First off, the abstract notes that traditional methods of document (page) summarization by search engines has been shown to be inferior to the method proposed in the paper – a fractal summarization. Yang & Wang note that thematic weight of sentences has been traditionally calculated using the tf*idf (term weight) formula. They continue to use this measurement, but expand on the methodology for separating a page into smaller pieces for on-topic analysis.
“They (traditional summarization techniques) consider the document as a sequence of sentences. In the fractal summarization, the traditional salient features are adopted and the hierarchical fractal structure is also considered.”
“A term is considered more important in a range-block (piece of the document) than other range-blocks is the term appears in the range-block more frequently than other range-blocks”
“The significance of the heading is inversely proportional to its distance from the sentence. Propogation of factal value is a promising approach to calculate the heading weight for a sentence.”
“(More attention is paid) to some bonus words such as ‘conclusion'”
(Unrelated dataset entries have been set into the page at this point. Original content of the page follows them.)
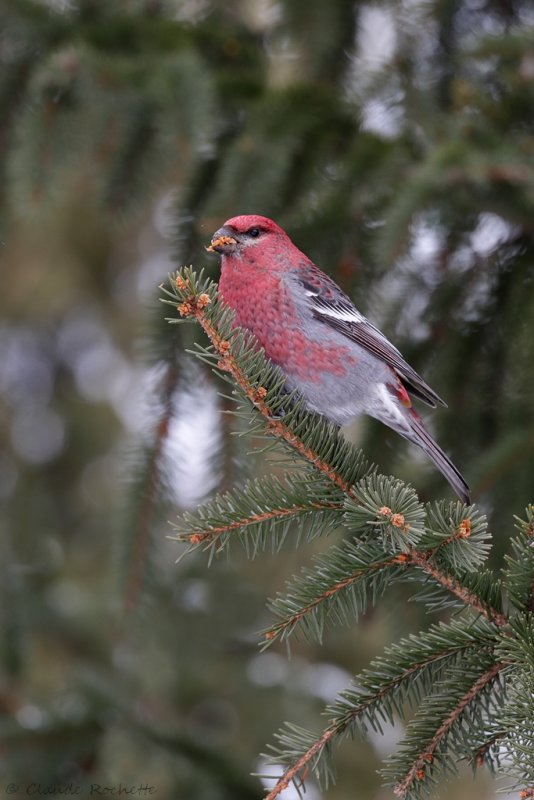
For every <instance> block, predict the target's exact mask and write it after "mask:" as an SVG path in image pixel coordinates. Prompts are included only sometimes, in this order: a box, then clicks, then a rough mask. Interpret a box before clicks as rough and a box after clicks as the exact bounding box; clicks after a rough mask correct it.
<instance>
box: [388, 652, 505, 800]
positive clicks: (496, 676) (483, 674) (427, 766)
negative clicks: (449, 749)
mask: <svg viewBox="0 0 534 800" xmlns="http://www.w3.org/2000/svg"><path fill="white" fill-rule="evenodd" d="M506 666H508V663H507V662H497V663H494V664H492V665H491V666H490V667H489V669H487V670H486V671H485V672H484V673H483V674H482V675H479V676H478V677H477V679H476V680H475V681H474V683H473V684H472V686H470V687H469V689H468V690H467V691H466V692H465V693H464V694H463V695H462V696H461V697H460V699H459V700H458V701H457V702H456V703H455V705H454V706H453V707H452V708H451V709H450V711H449V712H448V714H447V715H446V716H445V718H444V719H443V720H442V722H441V724H440V725H439V726H438V728H437V729H436V731H435V733H434V735H433V736H432V738H431V739H430V740H429V741H428V743H427V744H426V746H425V747H424V749H423V750H421V752H420V753H419V755H418V756H417V758H416V759H415V760H414V761H413V762H412V765H411V767H410V769H409V770H408V771H407V773H406V774H405V775H404V777H403V778H402V779H401V780H400V781H398V782H397V783H396V784H395V786H394V790H393V791H394V792H395V795H396V796H397V797H403V798H404V797H406V796H407V795H408V793H409V792H410V790H411V789H412V788H413V786H414V784H415V783H416V782H421V781H423V780H424V779H425V777H427V770H428V768H429V766H431V765H433V764H434V761H435V756H436V751H437V749H438V748H439V747H440V745H441V744H442V743H443V741H444V739H445V738H446V737H447V736H448V735H449V734H450V732H451V730H452V728H453V727H454V726H455V725H456V724H457V723H458V721H459V720H460V718H461V716H462V714H463V713H464V712H465V710H466V709H467V707H468V706H469V705H470V704H471V703H473V701H474V700H476V699H477V698H478V697H479V695H480V693H481V692H482V691H484V690H485V689H487V688H488V687H489V686H490V685H491V684H492V683H493V681H494V680H495V679H496V677H497V676H498V674H499V673H500V672H501V671H502V670H503V669H504V668H505V667H506Z"/></svg>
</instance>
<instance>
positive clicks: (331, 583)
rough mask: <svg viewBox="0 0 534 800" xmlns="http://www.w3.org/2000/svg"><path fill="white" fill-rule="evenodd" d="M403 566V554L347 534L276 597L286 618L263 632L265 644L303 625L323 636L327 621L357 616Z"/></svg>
mask: <svg viewBox="0 0 534 800" xmlns="http://www.w3.org/2000/svg"><path fill="white" fill-rule="evenodd" d="M355 567H357V568H356V569H355ZM402 572H403V567H402V566H399V560H398V556H397V555H395V554H393V555H385V554H384V551H383V550H382V549H381V548H380V547H377V546H376V545H375V544H372V543H362V542H358V541H350V540H347V541H345V542H343V543H342V544H341V545H339V546H338V545H336V546H334V547H333V548H331V550H329V551H327V552H326V553H325V554H323V555H320V556H318V557H317V558H316V559H315V567H314V568H313V569H312V570H304V571H303V573H302V575H300V576H299V577H298V578H297V579H294V580H293V582H292V584H290V585H289V586H288V588H287V590H286V592H284V594H279V595H278V596H277V598H276V599H275V600H273V601H272V602H271V604H270V610H271V611H272V612H273V613H274V614H275V615H276V616H278V617H281V619H280V621H279V622H277V623H275V624H274V625H272V626H270V627H269V628H268V629H267V630H266V631H265V632H264V637H265V644H266V645H267V644H271V643H272V642H274V641H275V640H277V639H282V640H283V639H286V638H288V637H289V636H290V635H291V634H292V633H293V632H294V631H295V629H296V628H297V627H299V626H300V627H301V628H302V629H303V631H304V633H306V634H308V635H309V636H312V637H313V638H315V639H316V640H318V641H321V638H322V632H323V629H324V625H325V623H326V621H328V622H329V623H333V622H335V621H339V622H340V623H345V624H350V623H351V622H354V621H355V620H357V619H358V616H359V615H360V614H361V613H362V612H363V611H364V610H365V608H366V605H367V599H368V597H369V596H372V597H373V600H374V599H375V598H376V597H377V596H378V595H379V594H382V593H383V592H384V591H385V590H386V588H387V586H388V585H390V584H391V582H392V581H393V580H394V579H395V577H397V576H400V575H401V574H402Z"/></svg>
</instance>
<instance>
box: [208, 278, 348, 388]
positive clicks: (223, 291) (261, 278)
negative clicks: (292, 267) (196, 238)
mask: <svg viewBox="0 0 534 800" xmlns="http://www.w3.org/2000/svg"><path fill="white" fill-rule="evenodd" d="M219 291H220V293H221V295H222V297H223V300H224V301H225V302H226V304H227V305H228V306H230V308H232V309H233V310H234V311H235V321H236V324H237V325H239V327H241V328H245V329H246V330H249V331H250V332H251V333H253V334H254V336H255V337H256V339H257V340H258V342H259V344H260V345H261V346H262V347H263V348H264V350H265V353H266V355H267V356H268V358H270V359H271V361H273V362H274V363H275V364H277V365H278V366H280V367H281V368H282V369H283V370H284V372H286V373H287V374H288V375H290V376H293V377H296V378H298V379H299V380H305V381H308V382H312V383H318V382H320V381H322V380H323V379H324V377H325V376H326V375H333V376H336V377H340V378H342V377H343V376H345V375H346V374H347V371H348V370H350V369H351V368H353V367H354V365H355V364H356V360H357V359H356V358H355V354H354V352H353V349H354V348H352V347H351V345H350V344H349V343H348V342H347V345H346V346H345V345H344V344H343V343H342V340H341V337H339V336H336V337H335V339H333V338H332V335H331V334H330V332H329V331H328V329H326V327H325V326H324V325H322V324H321V323H319V322H316V321H314V320H313V319H312V317H311V315H310V318H309V319H307V318H306V319H305V318H304V317H303V315H302V313H301V311H300V310H298V308H297V305H296V304H295V303H294V302H293V298H292V296H291V291H290V289H289V288H288V287H287V286H286V285H285V284H284V281H283V280H282V279H281V278H280V277H279V276H277V275H272V274H265V275H258V273H257V272H256V273H255V274H254V273H252V272H251V271H247V270H245V269H243V268H240V269H231V268H230V269H227V268H223V270H222V272H221V279H220V282H219Z"/></svg>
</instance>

For SEOs, understanding this document and the papers it cites is important to gaining an understanding of how far search engines are able to take topic and relevance analysis. This ability will continue to grow over the years, making it more and more imperative that optimization specialists focus on careful site architecture, page topic architecture and link building from on-topic sites and pages. There’s nothing revolutionary here (except the notation of ‘bonus words’ – I wish I had a list), but it does re-inforce the importance of not just good writing, but very carefully structured sites to attract the most positive rankings from an algorithm.